Mas agregou que seu país permanece sendo um "membro pleno da UE", porque o país necessita "do mercado comum europeu".

Eurocéticos

Ainda que a rejeição ao pacto europeu agrade grande parte do eleitorado de Cameron e de seu Partido Conservador – que tem uma ala "eurocética", contrária à maior integração com a Europa –, a decisão britânica despertou tensões na coalizão governista.

O vice-premiê, Nick Clegg, do Partido Liberal Democrata, disse à BBC que ficou "desapontado" com o resultado das negociações em Bruxelas, que pode fazer com que a Grã-Bretanha "fique isolada e marginalizada" do resto do continente.

"Temos que garantir que a integridade do mercado comum (europeu) seja preservada", afirmou Clegg. "Não acho que isso seja bom para os empregos (britânicos), para o crescimento ou para as famílias."

A oposição trabalhista, por sua vez, disse que Cameron terá que explicar "por que fez algo que é tão ruim para a Grã-Bretanha e para os empregos britânicos".

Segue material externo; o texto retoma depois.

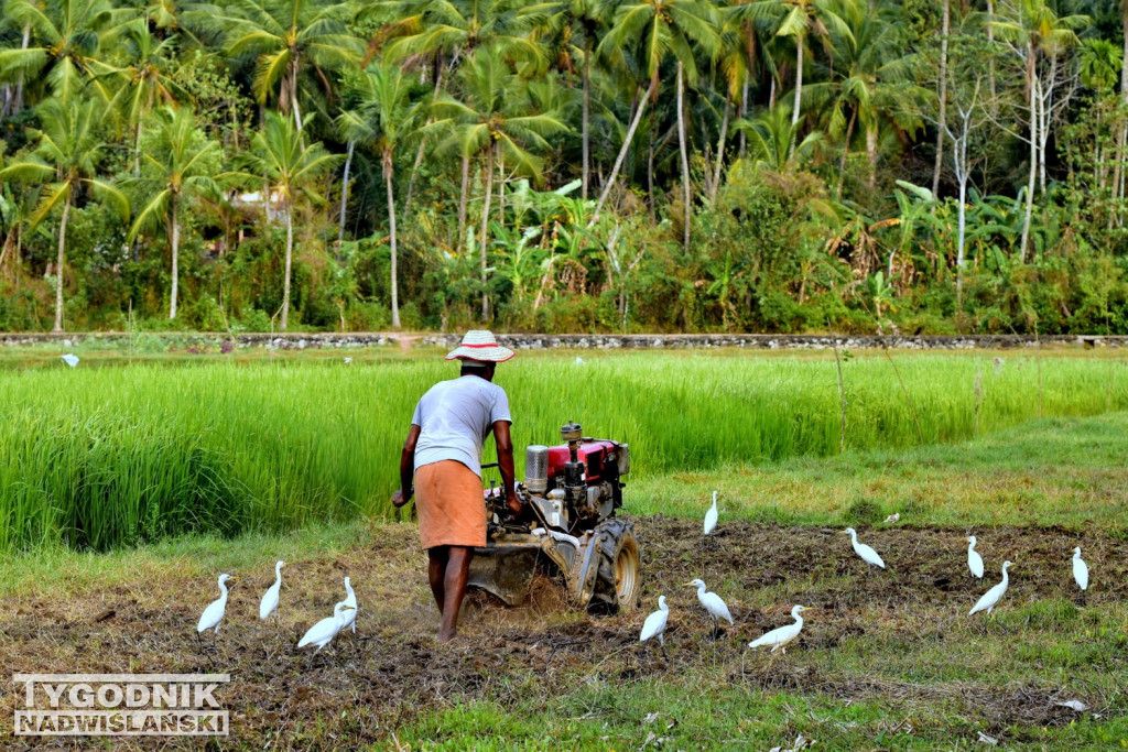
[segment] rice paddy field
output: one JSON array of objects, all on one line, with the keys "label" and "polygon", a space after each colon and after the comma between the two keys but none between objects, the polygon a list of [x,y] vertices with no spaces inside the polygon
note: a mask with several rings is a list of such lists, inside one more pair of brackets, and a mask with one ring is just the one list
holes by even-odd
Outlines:
[{"label": "rice paddy field", "polygon": [[[518,608],[472,594],[450,645],[388,504],[415,400],[452,375],[441,351],[76,352],[0,354],[0,674],[229,672],[209,749],[1128,747],[1116,351],[858,352],[840,382],[832,353],[519,353],[496,379],[518,446],[570,421],[631,444],[641,610],[588,613],[545,573]],[[1004,559],[1005,599],[969,617]],[[201,651],[221,572],[241,580]],[[298,638],[346,575],[358,635],[308,667]],[[712,631],[693,577],[734,625]],[[664,651],[638,643],[659,595]],[[786,655],[748,649],[794,603],[813,610]],[[0,747],[203,746],[15,737],[10,687]]]},{"label": "rice paddy field", "polygon": [[[414,405],[455,374],[440,355],[17,361],[0,371],[0,551],[387,516]],[[521,448],[576,421],[631,444],[635,483],[1128,407],[1111,356],[847,353],[841,390],[837,368],[828,354],[522,353],[496,381],[519,477]]]}]

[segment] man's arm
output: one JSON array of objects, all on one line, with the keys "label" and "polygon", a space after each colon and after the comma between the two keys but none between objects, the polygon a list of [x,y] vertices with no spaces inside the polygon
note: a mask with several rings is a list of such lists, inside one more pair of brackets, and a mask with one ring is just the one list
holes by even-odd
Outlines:
[{"label": "man's arm", "polygon": [[[508,435],[508,434],[506,434]],[[412,424],[407,432],[407,441],[404,442],[404,451],[399,454],[399,490],[391,495],[391,503],[403,506],[412,501],[412,478],[415,475],[415,442],[420,440],[420,427]],[[510,450],[509,457],[510,477],[513,477],[513,452]]]},{"label": "man's arm", "polygon": [[521,513],[521,499],[517,497],[513,472],[513,440],[509,435],[509,421],[494,421],[494,441],[497,443],[497,469],[501,470],[501,486],[505,489],[505,504],[513,514]]}]

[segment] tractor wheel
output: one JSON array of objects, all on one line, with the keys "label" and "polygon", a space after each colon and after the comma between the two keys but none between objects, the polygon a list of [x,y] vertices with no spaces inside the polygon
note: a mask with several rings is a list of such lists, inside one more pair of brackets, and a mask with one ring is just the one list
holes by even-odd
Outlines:
[{"label": "tractor wheel", "polygon": [[599,566],[591,605],[610,613],[638,608],[641,587],[638,541],[623,520],[605,520],[596,525],[593,546]]}]

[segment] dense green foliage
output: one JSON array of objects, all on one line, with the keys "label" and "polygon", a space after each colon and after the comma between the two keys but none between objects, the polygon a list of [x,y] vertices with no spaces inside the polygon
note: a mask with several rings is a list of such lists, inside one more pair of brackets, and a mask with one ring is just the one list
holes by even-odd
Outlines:
[{"label": "dense green foliage", "polygon": [[2,0],[0,329],[1125,333],[1126,25]]},{"label": "dense green foliage", "polygon": [[[59,540],[106,549],[387,513],[411,410],[450,368],[87,361],[8,372],[0,550]],[[845,446],[946,442],[1040,412],[1123,409],[1122,371],[1085,357],[852,357],[843,364]],[[832,357],[528,357],[506,364],[499,383],[519,448],[556,443],[559,426],[578,419],[631,444],[636,480],[843,445]]]}]

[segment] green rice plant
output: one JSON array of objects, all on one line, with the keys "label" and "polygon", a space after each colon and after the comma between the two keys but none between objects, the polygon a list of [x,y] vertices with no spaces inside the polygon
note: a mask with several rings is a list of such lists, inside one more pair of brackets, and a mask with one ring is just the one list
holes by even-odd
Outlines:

Vice-premiê Nick Clegg, em entrevista à BBC

Vice-premiê disse temer que o posicionamento britânico leve à perda de empregos na Grã-Bretanha

"Ele fez isso porque a ala eurocética do Partido Conservador tomou conta e isso não é bom para os interesses nacionais", acusou o líder da oposição, Ed Miliband.

Em defesa do governo, o secretário de Negócios Vince Cable disse que "precisamos urgentemente de uma confirmação de que estamos comprometidos com a UE", porque "milhões de empregos dependem disso".

'Solidariedade'

O analista de negócios da BBC Joe Lynam explica que ainda não está claro se o mercado financeiro britânico terá vantagens ou desvantagens de longo prazo por se livrar de regras comuns europeias.

Mas ele agrega que existe um risco de que os bancos do país possam ser afetados por acordos feitos pelos demais 26 membros da UE.

De sua parte, Sarkozy disse na França que ele e a chanceler (premiê) alemã, Angela Merkel, fizeram tudo o que podiam para obter um consenso europeu para o pacto acordado em Bruxelas.

O pacto prevê mais integração econômica na zona do euro e inclui penalidades automáticas para países cujo deficit público exceda 3% de seu PIB; a antecipação, para julho de 2012, de um Mecanismo Europeu de Estabilidade (fundo permanente de resgate para os países da região); e um financiamento de 200 bilhões de euros a países endividados, a ser provido por países europeus para o FMI.

Também exige que os países do pacto submetam seus orçamentos nacionais à Comissão Europeia, que terá o poder de pedir que sejam revisados. O objetivo é evitar a descoberta tardia de grandes deficits, como os observados na Grécia.

Sarkozy declarou acreditar que agora existe uma Europa "que quer mais regulação e solidariedade entre seus membros" e outra que "está atrelada somente à lógica do mercado comum".

'Engajamento'

Sarkozy após encontro em Bruxelas

Nicolas Sarkozy disse que agora existem 'duas Europas'

Em resposta às críticas, o gabinete de Cameron disse que a Grã-Bretanha vai "se engajar de maneira construtiva" com os demais países europeus e rejeitou a ideia de que a postura adotada em Bruxelas ameace a coalizão governista do país.

Ao mesmo tempo, a decisão de Cameron dividiu a imprensa britânica. De um lado, jornais como o Daily Telegraph argumentaram que "os britânicos comuns têm pouca simpatia" pelo projeto europeu (parte da população britânica desaprova, por exemplo, a ida de imigrantes europeus ao país).

Já jornais como o Guardian disseram que o veto britânico "certamente não protegerá Cameron e a Grã-Bretanha de danos econômico"”, mas opinando que as decisões tomadas pelos líderes europeus em Bruxelas farão pouco para resolver a crise do euro.